Update Domain Vs Fault Domain in Azure

In the realm of Azure, understanding the fundamental differences between update domains and fault domains is crucial for ensuring high availability and redundancy for critical servers. This understanding is especially vital when leveraging Azure’s Availability Sets, which allow for the logical grouping of VMs to provide highly available applications.

Key Insights:

  1. Availability Sets: Before diving into update and fault domains, it’s essential to grasp the concept of Availability Sets. These sets allow for region-based redundancy and availability for critical servers.

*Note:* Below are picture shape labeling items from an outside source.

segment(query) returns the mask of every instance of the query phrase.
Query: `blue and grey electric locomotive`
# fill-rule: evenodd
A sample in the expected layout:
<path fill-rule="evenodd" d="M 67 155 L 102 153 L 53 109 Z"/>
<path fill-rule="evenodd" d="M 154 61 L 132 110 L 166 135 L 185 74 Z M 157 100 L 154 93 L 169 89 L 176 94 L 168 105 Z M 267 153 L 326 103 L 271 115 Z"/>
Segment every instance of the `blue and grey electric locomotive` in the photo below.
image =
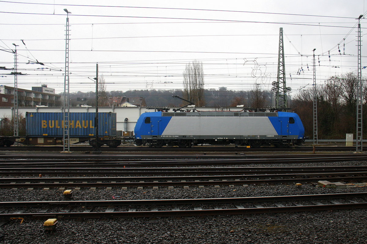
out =
<path fill-rule="evenodd" d="M 301 145 L 305 130 L 298 115 L 284 112 L 204 111 L 146 112 L 135 128 L 136 144 L 156 147 L 192 145 Z"/>

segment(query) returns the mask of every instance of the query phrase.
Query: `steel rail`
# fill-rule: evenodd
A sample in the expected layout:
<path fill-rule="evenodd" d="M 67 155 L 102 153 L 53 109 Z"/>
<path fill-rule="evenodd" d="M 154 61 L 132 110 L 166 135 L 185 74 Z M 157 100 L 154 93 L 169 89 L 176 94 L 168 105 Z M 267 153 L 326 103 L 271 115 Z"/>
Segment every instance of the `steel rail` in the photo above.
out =
<path fill-rule="evenodd" d="M 313 200 L 315 199 L 328 199 L 335 198 L 355 198 L 357 197 L 364 197 L 366 193 L 357 193 L 356 195 L 350 195 L 347 196 L 346 195 L 342 196 L 323 196 L 317 195 L 298 195 L 292 196 L 277 196 L 274 197 L 260 197 L 260 198 L 257 197 L 244 197 L 240 198 L 241 200 L 237 200 L 232 199 L 171 199 L 161 200 L 138 200 L 145 201 L 145 204 L 156 205 L 158 204 L 165 205 L 172 204 L 193 204 L 196 203 L 197 204 L 217 204 L 223 203 L 228 203 L 229 202 L 270 202 L 274 201 L 295 201 L 300 200 Z M 353 193 L 346 193 L 353 194 Z M 339 194 L 335 194 L 338 195 Z M 272 199 L 271 199 L 272 198 Z M 257 198 L 257 200 L 256 199 Z M 262 198 L 262 200 L 260 199 Z M 133 203 L 134 200 L 122 200 L 123 203 L 117 203 L 118 201 L 110 201 L 111 206 L 127 205 L 142 205 L 141 202 L 140 203 Z M 135 200 L 136 201 L 136 200 Z M 195 201 L 196 201 L 196 202 Z M 169 202 L 171 201 L 171 202 Z M 186 201 L 186 203 L 185 203 Z M 90 203 L 90 201 L 89 201 Z M 96 202 L 96 201 L 95 201 Z M 114 203 L 113 202 L 116 202 Z M 267 213 L 280 213 L 288 212 L 300 212 L 310 211 L 330 210 L 336 210 L 355 209 L 359 208 L 366 208 L 367 207 L 367 203 L 358 203 L 355 201 L 352 203 L 334 203 L 333 204 L 327 204 L 322 205 L 312 205 L 306 206 L 281 206 L 277 207 L 251 207 L 237 208 L 226 208 L 222 209 L 206 209 L 200 210 L 171 210 L 171 211 L 129 211 L 119 212 L 37 212 L 37 213 L 13 213 L 8 214 L 0 214 L 0 218 L 116 218 L 116 217 L 170 217 L 172 216 L 208 216 L 220 215 L 239 215 L 245 214 L 263 214 Z M 11 202 L 15 204 L 19 204 L 19 203 Z M 5 203 L 4 204 L 11 204 L 11 202 Z M 23 202 L 23 204 L 27 202 Z M 50 203 L 50 202 L 48 202 Z M 62 204 L 63 202 L 59 202 L 55 203 L 59 205 Z M 73 202 L 72 202 L 72 203 Z M 136 203 L 137 202 L 135 202 Z M 26 204 L 26 203 L 25 203 Z M 74 202 L 73 204 L 74 206 L 79 206 L 83 205 L 85 203 L 81 203 Z M 32 203 L 30 203 L 28 206 L 32 206 Z M 68 203 L 66 203 L 68 204 Z M 80 205 L 80 204 L 82 205 Z M 93 204 L 90 203 L 90 205 L 94 205 Z M 103 203 L 102 206 L 107 206 L 108 202 Z M 52 205 L 52 204 L 51 204 Z M 27 206 L 27 205 L 26 205 Z M 64 205 L 65 206 L 65 205 Z"/>
<path fill-rule="evenodd" d="M 321 180 L 348 181 L 366 180 L 367 176 L 348 176 L 343 177 L 326 177 L 293 179 L 276 179 L 268 180 L 244 180 L 216 181 L 173 181 L 172 182 L 120 182 L 102 183 L 19 183 L 0 184 L 0 188 L 59 188 L 59 187 L 106 187 L 128 186 L 173 186 L 224 185 L 244 185 L 250 184 L 269 184 L 282 183 L 300 183 L 314 182 Z"/>
<path fill-rule="evenodd" d="M 39 181 L 168 181 L 168 180 L 222 180 L 228 179 L 257 179 L 274 178 L 294 178 L 317 176 L 345 176 L 349 175 L 366 175 L 367 171 L 356 172 L 337 172 L 331 173 L 317 173 L 298 174 L 247 174 L 235 175 L 200 175 L 184 176 L 144 176 L 144 177 L 50 177 L 36 178 L 0 178 L 0 182 L 8 181 L 36 182 Z M 367 176 L 366 176 L 367 177 Z"/>
<path fill-rule="evenodd" d="M 62 149 L 62 146 L 18 146 L 10 147 L 0 147 L 0 151 L 22 151 L 36 150 L 43 151 L 58 151 Z M 83 151 L 91 150 L 93 148 L 89 146 L 72 146 L 70 147 L 73 151 Z M 312 151 L 313 146 L 293 146 L 279 148 L 272 147 L 263 147 L 259 148 L 247 148 L 246 147 L 239 147 L 235 148 L 234 146 L 222 147 L 200 147 L 195 146 L 192 147 L 184 148 L 172 147 L 163 147 L 161 148 L 149 147 L 119 147 L 115 148 L 111 148 L 107 147 L 99 148 L 101 150 L 105 151 L 202 151 L 213 150 L 221 151 Z M 347 147 L 341 145 L 317 146 L 315 147 L 318 151 L 355 151 L 355 147 Z"/>
<path fill-rule="evenodd" d="M 14 169 L 11 169 L 13 170 Z M 47 169 L 49 170 L 49 169 Z M 366 169 L 364 169 L 364 170 L 367 170 Z M 336 172 L 357 172 L 360 171 L 360 169 L 356 170 L 322 170 L 323 173 L 334 173 Z M 68 174 L 70 175 L 222 175 L 228 174 L 238 174 L 242 173 L 247 174 L 257 174 L 261 173 L 266 173 L 268 174 L 286 174 L 289 173 L 290 172 L 296 174 L 314 173 L 320 172 L 320 171 L 317 170 L 254 170 L 252 171 L 239 171 L 234 170 L 229 171 L 226 170 L 222 172 L 218 171 L 81 171 L 77 170 L 71 170 L 69 171 L 25 171 L 22 170 L 19 171 L 0 171 L 0 175 L 42 175 L 42 176 L 44 177 L 45 175 L 62 175 Z M 72 174 L 71 173 L 73 173 Z"/>
<path fill-rule="evenodd" d="M 303 156 L 307 158 L 321 158 L 327 157 L 330 156 L 330 155 L 335 156 L 348 156 L 349 157 L 353 157 L 355 158 L 366 158 L 366 155 L 364 154 L 302 154 L 300 155 L 295 155 L 294 154 L 288 154 L 284 155 L 282 154 L 272 154 L 272 155 L 251 155 L 243 154 L 237 154 L 237 155 L 162 155 L 161 154 L 155 155 L 150 154 L 149 155 L 126 155 L 126 154 L 114 154 L 110 155 L 108 154 L 103 154 L 101 155 L 93 155 L 92 156 L 88 154 L 72 154 L 65 155 L 61 155 L 59 154 L 0 154 L 0 157 L 1 158 L 15 159 L 20 158 L 23 159 L 25 158 L 29 159 L 36 159 L 36 160 L 39 160 L 43 159 L 52 159 L 53 160 L 57 160 L 57 159 L 67 159 L 70 160 L 72 159 L 75 158 L 79 160 L 83 159 L 87 159 L 92 160 L 94 162 L 97 162 L 98 160 L 103 160 L 106 159 L 112 160 L 113 159 L 116 159 L 117 160 L 121 160 L 121 159 L 124 159 L 124 160 L 131 159 L 136 159 L 137 158 L 143 158 L 146 160 L 151 160 L 152 159 L 154 160 L 159 160 L 161 159 L 243 159 L 250 158 L 277 158 L 279 157 L 282 157 L 283 158 L 291 158 L 297 156 Z"/>
<path fill-rule="evenodd" d="M 279 202 L 288 201 L 305 201 L 361 197 L 367 197 L 367 192 L 243 197 L 192 198 L 188 199 L 3 202 L 0 202 L 0 207 L 30 207 L 45 206 L 51 207 L 65 207 L 67 206 L 70 207 L 75 207 L 89 206 L 135 206 L 219 204 L 234 203 Z"/>
<path fill-rule="evenodd" d="M 0 218 L 29 218 L 46 219 L 94 218 L 147 218 L 172 217 L 190 217 L 217 215 L 238 215 L 265 213 L 276 213 L 308 211 L 330 211 L 350 209 L 365 208 L 367 203 L 344 203 L 323 205 L 307 205 L 288 207 L 250 208 L 162 211 L 139 211 L 131 212 L 87 212 L 29 213 L 22 214 L 0 214 Z"/>
<path fill-rule="evenodd" d="M 280 158 L 271 160 L 265 159 L 195 159 L 187 160 L 145 160 L 139 161 L 130 161 L 123 162 L 114 162 L 113 163 L 105 162 L 103 163 L 55 163 L 52 164 L 49 162 L 39 164 L 34 163 L 3 163 L 0 164 L 0 169 L 1 167 L 8 167 L 10 166 L 13 167 L 20 167 L 24 165 L 28 165 L 30 167 L 33 166 L 34 167 L 39 167 L 42 165 L 47 166 L 58 166 L 62 165 L 64 166 L 80 166 L 81 165 L 84 166 L 95 166 L 96 164 L 100 166 L 103 165 L 103 167 L 109 167 L 118 165 L 124 166 L 129 167 L 135 166 L 141 166 L 147 164 L 154 165 L 155 166 L 176 166 L 178 165 L 224 165 L 224 164 L 276 164 L 276 163 L 294 163 L 302 162 L 329 162 L 336 161 L 345 161 L 351 160 L 367 160 L 367 156 L 364 157 L 361 156 L 348 156 L 338 157 L 333 156 L 329 157 L 318 157 L 318 158 Z"/>
<path fill-rule="evenodd" d="M 274 171 L 279 172 L 280 171 L 287 171 L 293 172 L 299 171 L 301 173 L 306 173 L 306 171 L 318 171 L 324 172 L 326 170 L 330 170 L 330 172 L 334 172 L 336 170 L 350 170 L 361 171 L 362 170 L 367 169 L 366 166 L 292 166 L 292 167 L 195 167 L 193 168 L 180 167 L 164 167 L 164 168 L 52 168 L 52 172 L 56 173 L 56 170 L 67 170 L 68 173 L 70 171 L 76 172 L 78 171 L 84 170 L 82 173 L 85 172 L 97 171 L 101 172 L 112 173 L 138 173 L 141 172 L 156 172 L 159 173 L 172 173 L 175 171 L 180 172 L 226 172 L 229 171 L 235 172 L 253 172 L 259 171 Z M 43 171 L 50 170 L 50 168 L 1 168 L 1 170 L 3 170 L 4 173 L 7 173 L 7 171 L 17 171 L 15 173 L 23 173 L 25 170 L 34 170 L 34 171 L 32 171 L 32 173 L 37 172 L 36 170 L 39 170 L 40 172 L 43 172 Z M 104 171 L 103 170 L 106 170 Z M 10 172 L 10 173 L 11 173 Z M 78 172 L 78 173 L 79 173 Z M 93 173 L 93 172 L 92 172 Z"/>

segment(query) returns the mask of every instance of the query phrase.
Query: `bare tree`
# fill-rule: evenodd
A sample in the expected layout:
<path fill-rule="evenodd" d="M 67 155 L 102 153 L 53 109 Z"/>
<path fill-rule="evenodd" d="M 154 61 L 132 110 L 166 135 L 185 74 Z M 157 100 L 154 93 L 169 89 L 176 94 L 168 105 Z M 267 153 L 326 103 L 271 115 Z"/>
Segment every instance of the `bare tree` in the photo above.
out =
<path fill-rule="evenodd" d="M 251 107 L 257 108 L 264 107 L 265 105 L 265 97 L 264 91 L 261 90 L 260 84 L 255 84 L 254 89 L 251 91 Z"/>
<path fill-rule="evenodd" d="M 184 97 L 196 106 L 205 105 L 203 63 L 194 60 L 186 65 L 184 71 Z"/>
<path fill-rule="evenodd" d="M 106 91 L 106 81 L 103 75 L 98 77 L 98 106 L 101 107 L 108 106 L 108 94 Z"/>

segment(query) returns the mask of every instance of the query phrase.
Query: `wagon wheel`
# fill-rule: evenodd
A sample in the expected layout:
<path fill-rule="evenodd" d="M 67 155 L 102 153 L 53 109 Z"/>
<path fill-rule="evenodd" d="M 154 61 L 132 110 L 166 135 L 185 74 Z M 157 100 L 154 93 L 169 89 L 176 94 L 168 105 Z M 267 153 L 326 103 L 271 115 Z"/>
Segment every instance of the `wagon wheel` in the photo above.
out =
<path fill-rule="evenodd" d="M 14 144 L 14 142 L 11 141 L 5 141 L 5 145 L 7 147 L 10 147 Z"/>
<path fill-rule="evenodd" d="M 251 144 L 251 147 L 254 148 L 258 148 L 262 145 L 262 143 L 260 140 L 252 140 Z"/>
<path fill-rule="evenodd" d="M 164 141 L 163 140 L 157 140 L 155 143 L 153 143 L 153 147 L 162 147 L 166 145 Z"/>
<path fill-rule="evenodd" d="M 179 147 L 181 148 L 186 147 L 189 145 L 189 141 L 184 140 L 180 140 L 177 143 L 177 145 Z"/>

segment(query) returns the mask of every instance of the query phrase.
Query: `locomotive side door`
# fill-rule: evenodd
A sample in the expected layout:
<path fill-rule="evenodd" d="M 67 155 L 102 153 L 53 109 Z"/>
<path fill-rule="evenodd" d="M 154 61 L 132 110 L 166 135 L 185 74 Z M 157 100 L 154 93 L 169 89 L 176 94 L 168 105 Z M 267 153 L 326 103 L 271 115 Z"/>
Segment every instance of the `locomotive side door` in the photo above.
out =
<path fill-rule="evenodd" d="M 160 118 L 152 117 L 150 118 L 150 129 L 152 136 L 158 136 L 159 134 L 159 123 Z"/>
<path fill-rule="evenodd" d="M 293 117 L 290 117 L 288 124 L 288 133 L 287 134 L 289 135 L 298 135 L 297 125 L 295 123 L 294 118 Z"/>

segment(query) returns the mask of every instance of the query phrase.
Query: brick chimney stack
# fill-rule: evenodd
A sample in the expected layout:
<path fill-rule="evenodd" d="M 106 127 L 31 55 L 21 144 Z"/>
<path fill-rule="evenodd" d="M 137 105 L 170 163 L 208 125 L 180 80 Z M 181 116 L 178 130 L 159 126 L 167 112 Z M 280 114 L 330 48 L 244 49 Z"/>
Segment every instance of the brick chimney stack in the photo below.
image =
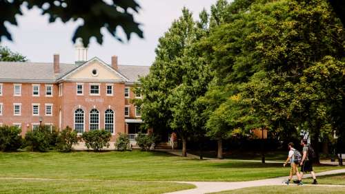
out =
<path fill-rule="evenodd" d="M 117 56 L 116 55 L 111 57 L 111 67 L 117 71 Z"/>
<path fill-rule="evenodd" d="M 60 56 L 59 54 L 54 54 L 54 73 L 60 74 Z"/>

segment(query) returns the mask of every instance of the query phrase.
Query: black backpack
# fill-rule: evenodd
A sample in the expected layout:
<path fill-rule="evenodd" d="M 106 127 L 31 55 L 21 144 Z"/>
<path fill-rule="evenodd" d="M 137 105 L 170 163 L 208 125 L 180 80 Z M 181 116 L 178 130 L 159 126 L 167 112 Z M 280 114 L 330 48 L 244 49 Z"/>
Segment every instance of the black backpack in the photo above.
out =
<path fill-rule="evenodd" d="M 316 159 L 315 152 L 310 145 L 308 146 L 307 154 L 308 154 L 308 159 L 309 159 L 309 160 L 314 160 L 315 159 Z"/>

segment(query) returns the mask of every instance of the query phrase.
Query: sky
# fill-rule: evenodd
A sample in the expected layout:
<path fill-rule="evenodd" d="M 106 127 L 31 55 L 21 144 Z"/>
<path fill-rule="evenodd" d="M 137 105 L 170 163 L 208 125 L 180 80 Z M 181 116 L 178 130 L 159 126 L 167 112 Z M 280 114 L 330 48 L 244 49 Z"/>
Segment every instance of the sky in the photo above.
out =
<path fill-rule="evenodd" d="M 141 10 L 135 16 L 141 23 L 144 39 L 132 34 L 129 41 L 120 43 L 106 32 L 101 45 L 92 38 L 89 44 L 88 59 L 97 56 L 110 63 L 111 56 L 118 56 L 120 65 L 150 65 L 155 61 L 155 49 L 158 39 L 181 14 L 184 6 L 188 8 L 197 19 L 204 9 L 209 11 L 217 0 L 139 0 Z M 63 23 L 59 20 L 49 23 L 48 16 L 41 15 L 39 9 L 23 9 L 23 15 L 17 16 L 18 26 L 6 26 L 13 41 L 6 39 L 0 45 L 26 56 L 32 62 L 52 62 L 53 54 L 60 54 L 60 62 L 75 63 L 75 47 L 72 42 L 77 23 Z M 123 33 L 119 34 L 122 37 Z"/>

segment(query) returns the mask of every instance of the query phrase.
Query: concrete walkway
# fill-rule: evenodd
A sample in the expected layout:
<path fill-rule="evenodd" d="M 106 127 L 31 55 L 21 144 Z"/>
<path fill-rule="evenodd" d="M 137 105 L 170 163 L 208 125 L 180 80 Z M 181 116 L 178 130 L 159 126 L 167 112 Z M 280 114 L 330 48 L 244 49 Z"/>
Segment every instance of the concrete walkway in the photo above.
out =
<path fill-rule="evenodd" d="M 317 176 L 327 175 L 334 175 L 345 173 L 344 169 L 333 170 L 317 173 Z M 310 177 L 310 174 L 303 176 L 304 178 Z M 288 177 L 282 177 L 277 178 L 270 178 L 265 180 L 246 181 L 246 182 L 177 182 L 180 183 L 188 183 L 194 184 L 196 188 L 168 193 L 169 194 L 200 194 L 215 193 L 228 190 L 234 190 L 247 187 L 260 186 L 275 186 L 282 185 L 283 181 L 287 180 Z M 344 186 L 345 187 L 345 186 Z"/>

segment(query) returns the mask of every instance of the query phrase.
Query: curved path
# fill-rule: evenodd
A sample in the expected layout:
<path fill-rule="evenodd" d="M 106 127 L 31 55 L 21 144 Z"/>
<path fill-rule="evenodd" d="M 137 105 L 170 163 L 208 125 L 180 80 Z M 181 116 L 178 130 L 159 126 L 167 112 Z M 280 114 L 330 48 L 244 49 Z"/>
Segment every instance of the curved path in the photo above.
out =
<path fill-rule="evenodd" d="M 344 173 L 345 173 L 345 169 L 318 173 L 316 174 L 316 175 L 322 176 L 322 175 L 335 175 Z M 306 178 L 306 177 L 310 177 L 310 176 L 311 175 L 310 174 L 308 174 L 304 175 L 303 177 L 304 178 Z M 282 185 L 282 182 L 287 180 L 288 177 L 286 176 L 286 177 L 282 177 L 277 178 L 245 181 L 245 182 L 176 182 L 180 183 L 188 183 L 194 184 L 197 186 L 197 188 L 193 189 L 176 191 L 172 193 L 168 193 L 199 194 L 199 193 L 208 193 L 219 192 L 228 190 L 234 190 L 237 188 L 253 187 L 253 186 Z M 333 185 L 332 186 L 340 186 Z"/>

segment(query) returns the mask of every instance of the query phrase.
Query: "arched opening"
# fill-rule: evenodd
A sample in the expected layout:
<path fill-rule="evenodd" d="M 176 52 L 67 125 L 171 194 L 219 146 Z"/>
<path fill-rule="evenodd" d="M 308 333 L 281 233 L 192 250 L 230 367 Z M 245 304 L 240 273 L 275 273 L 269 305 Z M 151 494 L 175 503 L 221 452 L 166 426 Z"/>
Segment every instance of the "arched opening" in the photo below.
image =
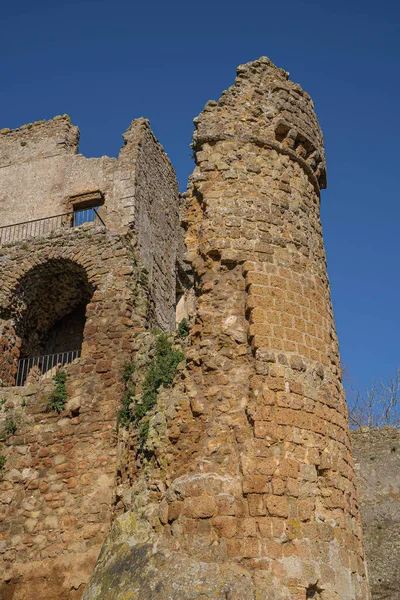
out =
<path fill-rule="evenodd" d="M 10 307 L 20 347 L 16 385 L 80 356 L 93 292 L 85 269 L 69 259 L 50 259 L 20 279 Z"/>

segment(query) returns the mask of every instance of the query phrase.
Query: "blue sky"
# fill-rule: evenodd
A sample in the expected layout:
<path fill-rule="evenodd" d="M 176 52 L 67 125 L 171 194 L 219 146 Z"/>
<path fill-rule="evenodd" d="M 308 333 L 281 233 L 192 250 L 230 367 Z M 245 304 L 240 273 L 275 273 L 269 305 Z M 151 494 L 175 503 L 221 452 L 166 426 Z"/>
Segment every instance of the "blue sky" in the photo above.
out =
<path fill-rule="evenodd" d="M 139 116 L 186 186 L 193 118 L 269 56 L 313 97 L 342 362 L 360 387 L 400 363 L 400 4 L 395 0 L 3 3 L 0 127 L 69 113 L 86 156 L 117 155 Z"/>

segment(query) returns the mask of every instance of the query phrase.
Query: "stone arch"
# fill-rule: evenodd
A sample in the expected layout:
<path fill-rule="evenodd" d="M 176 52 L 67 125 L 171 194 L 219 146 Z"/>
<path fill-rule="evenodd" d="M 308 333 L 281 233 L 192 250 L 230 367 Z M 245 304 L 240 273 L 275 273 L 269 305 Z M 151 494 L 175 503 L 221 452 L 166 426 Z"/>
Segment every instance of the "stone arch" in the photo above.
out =
<path fill-rule="evenodd" d="M 81 350 L 86 308 L 96 287 L 87 269 L 70 258 L 47 258 L 25 270 L 0 314 L 5 331 L 12 330 L 7 368 L 14 377 L 20 358 Z M 9 378 L 5 382 L 12 384 Z"/>

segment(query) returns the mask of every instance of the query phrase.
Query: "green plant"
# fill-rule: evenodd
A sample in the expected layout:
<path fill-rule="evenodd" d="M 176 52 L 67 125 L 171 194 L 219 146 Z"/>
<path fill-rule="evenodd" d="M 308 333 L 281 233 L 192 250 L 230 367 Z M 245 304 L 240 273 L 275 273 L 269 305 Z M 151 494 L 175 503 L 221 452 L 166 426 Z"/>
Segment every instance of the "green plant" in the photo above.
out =
<path fill-rule="evenodd" d="M 117 413 L 117 424 L 120 427 L 129 427 L 132 422 L 132 411 L 130 405 L 132 403 L 132 395 L 130 390 L 125 390 L 121 398 L 121 408 Z"/>
<path fill-rule="evenodd" d="M 139 275 L 139 281 L 142 285 L 147 285 L 149 276 L 148 273 L 145 269 L 143 269 L 142 271 L 140 271 L 140 275 Z"/>
<path fill-rule="evenodd" d="M 4 431 L 6 435 L 14 435 L 17 431 L 17 424 L 13 418 L 11 418 L 4 426 Z"/>
<path fill-rule="evenodd" d="M 122 379 L 125 381 L 126 384 L 130 381 L 135 370 L 136 370 L 136 367 L 133 363 L 131 363 L 131 362 L 124 363 L 124 366 L 122 368 Z"/>
<path fill-rule="evenodd" d="M 60 414 L 60 412 L 64 409 L 65 402 L 68 398 L 67 387 L 65 385 L 65 382 L 67 381 L 66 372 L 57 371 L 53 377 L 53 381 L 56 385 L 50 396 L 49 409 Z"/>
<path fill-rule="evenodd" d="M 125 391 L 121 398 L 121 407 L 117 414 L 119 427 L 129 427 L 134 423 L 138 428 L 139 447 L 143 449 L 149 436 L 150 422 L 143 417 L 153 408 L 157 402 L 157 394 L 163 385 L 171 385 L 178 364 L 184 359 L 179 350 L 175 350 L 168 334 L 156 332 L 155 354 L 152 359 L 143 382 L 141 398 L 136 399 L 135 407 L 131 408 L 135 395 L 135 384 L 132 375 L 135 365 L 125 363 L 122 370 L 122 379 L 125 383 Z"/>
<path fill-rule="evenodd" d="M 130 405 L 132 403 L 132 396 L 135 393 L 135 385 L 132 382 L 132 375 L 135 370 L 136 367 L 131 362 L 124 363 L 122 368 L 122 379 L 125 384 L 125 391 L 121 398 L 121 408 L 117 412 L 117 425 L 119 427 L 129 427 L 129 424 L 133 419 Z"/>
<path fill-rule="evenodd" d="M 162 385 L 168 387 L 175 377 L 178 364 L 184 359 L 179 350 L 174 350 L 168 334 L 157 336 L 156 352 L 143 383 L 142 402 L 135 407 L 135 417 L 140 420 L 155 405 L 158 390 Z"/>
<path fill-rule="evenodd" d="M 147 442 L 147 438 L 149 437 L 149 428 L 150 428 L 150 422 L 145 420 L 142 421 L 139 427 L 139 443 L 140 443 L 140 447 L 143 448 L 143 446 L 146 444 Z"/>
<path fill-rule="evenodd" d="M 178 325 L 179 337 L 184 340 L 189 335 L 189 332 L 190 332 L 190 328 L 189 328 L 189 323 L 188 323 L 187 319 L 182 319 L 182 321 Z"/>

By creating two or more VMs within an availability set, users can ensure highly available applications and meet Azure’s SLA of 99.95%. Notably, while the Availability Set feature is free, users only pay for the compute resources they use.

  2. Update Domains: Update domains represent groups of VMs and their underlying physical hardware that can be rebooted simultaneously. This is typically done for maintenance activities initiated by Azure, such as driver updates or underlying platform patch updates. For instance, if more than five VMs are configured within a single availability set with five update domains, the sixth VM will be placed in the same update domain as the first VM, and so on. During planned maintenance, the rebooting of update domains may not be sequential, but only one is rebooted at a time. Each rebooted update domain gets 30 minutes to recover before maintenance starts on another update domain.
  3. Fault Domains: Fault domains, on the other hand, define groups of VMs that share a common power source and network switch. By default, VMs within an availability set are spread across up to three fault domains. This distribution ensures that potential physical hardware failures, network outages, or power interruptions have a limited impact on the system.